LAKEPORT, Calif. — The Lucerne man arrested last week for Lake County’s first charged fentanyl homicide case was in court on Monday afternoon, pleading not guilty to killing a teenager in November.
Joe Nathan Boggs Jr., 27, made his first appearance for the death of 17-year-old Illeanna Makena Frease of Lakeport before Judge Andrew Blum.
Boggs was arrested on Friday morning following a seven-month-long investigation that concluded he was responsible for killing Frease on Nov. 10 through furnishing fentanyl, a dangerous drug that has led to an epidemic of deaths nationwide.
On Thursday, the day before his arrest, the District Attorney’s Office filed four felony counts against Boggs: second-degree murder; an adult using a minor as an agent to violate controlled substance law; sale, distribution or transportation of a controlled substance; and possession for sale of a controlled substance.
After Boggs indicated he could not afford an attorney and wanted one appointed, Judge Blum appointed Senior Public Defender Tom Quinn to be Boggs’ attorney.
Quinn then promptly entered not guilty pleas to all charges and special allegations on Boggs’ behalf.
Noting that he had spoken to Boggs on Sunday night for about an hour, Quinn told the court that Boggs would not waive time to a speedy trial, which requires that his preliminary hearing be set quickly.
Blum set that hearing for 8:15 a.m.
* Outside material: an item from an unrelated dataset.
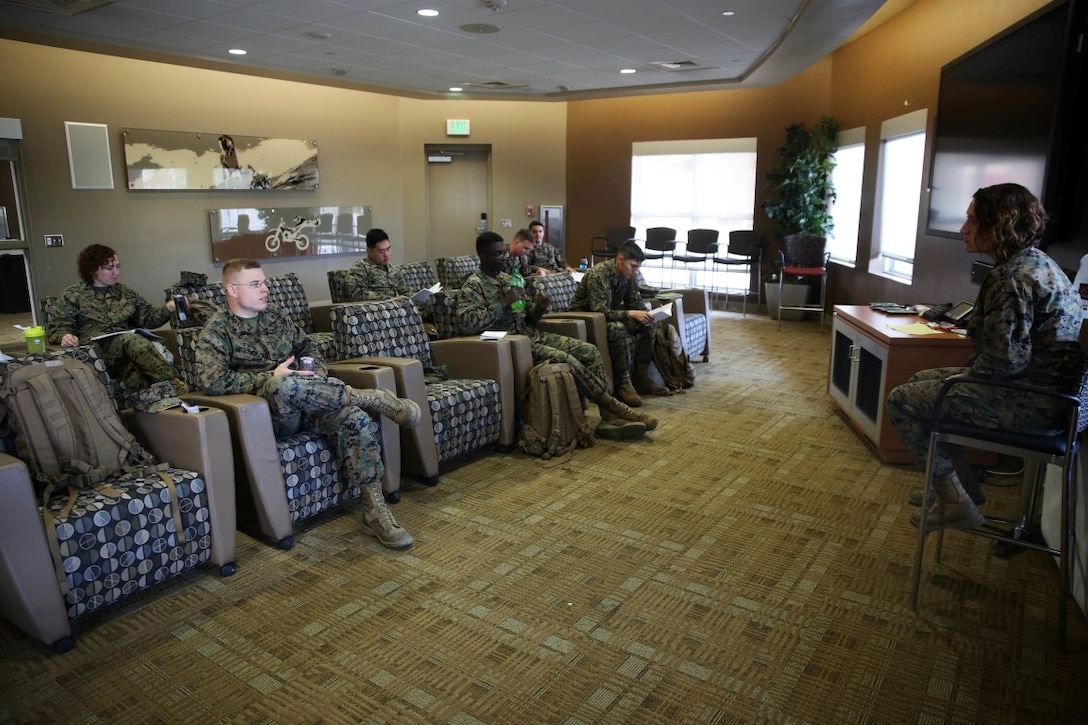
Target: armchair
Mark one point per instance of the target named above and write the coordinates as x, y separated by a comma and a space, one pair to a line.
471, 409
44, 602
Wednesday, June 26.
He also set Boggs’ bail at $1 million, keeping it at the level it was set at when Boggs was arrested last week. An additional $1,000 bail was put in place for a misdemeanor drug case Boggs also is facing.
Quinn asked that a bail review take place during the preliminary hearing on June 26.
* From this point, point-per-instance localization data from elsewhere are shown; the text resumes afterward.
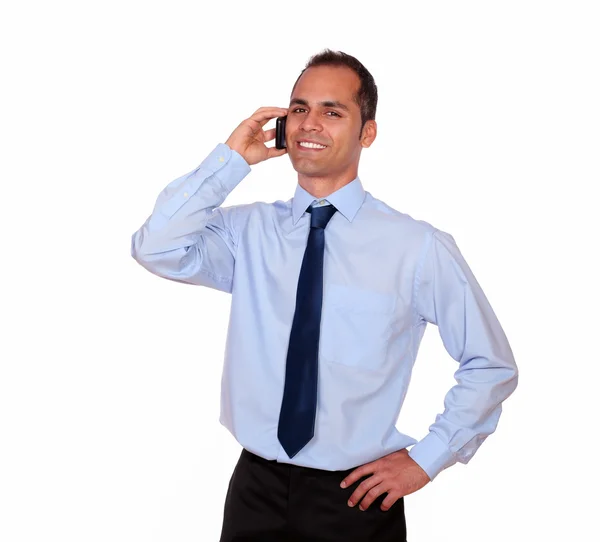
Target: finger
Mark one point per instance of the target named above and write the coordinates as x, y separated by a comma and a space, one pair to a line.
357, 474
371, 495
389, 501
362, 489
265, 114
273, 152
In a Friday Facebook post, Frease’s mother, Michaela John, said Boggs had trafficked her daughter and poisoned her to death, calling him a “drug trafficking, predatory murderer.”
The family also approved the Lake County Sheriff’s Office releasing Frease’s name as part of the Friday statement on Boggs’ arrest.
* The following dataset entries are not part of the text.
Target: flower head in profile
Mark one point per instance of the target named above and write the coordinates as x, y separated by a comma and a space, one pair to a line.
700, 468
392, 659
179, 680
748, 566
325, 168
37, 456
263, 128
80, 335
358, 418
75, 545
Frease’s family members came to court on Monday prepared to make sure Frease isn’t forgotten in the judicial process.
Five of them wore red t-shirts with Frease’s picture on them. Red has become increasingly associated with the movement to bring attention to another epidemic — that of Missing and Murdered Indigenous People, or MMIP.
Frease was a member of the Elem Colony of Pomo. Boggs also is Indigenous. John said in her Facebook post that Boggs — who has a lengthy criminal record — “operated both on and off tribal lands openly, with no regard for the damage he was causing. Without accountability.”
As the Monday afternoon hearing ended, one of the women wearing a red t-shirt with Frease’s picture stood and called out to Boggs loudly from the courtroom gallery.
“See her face,” she said. “You see what you did?”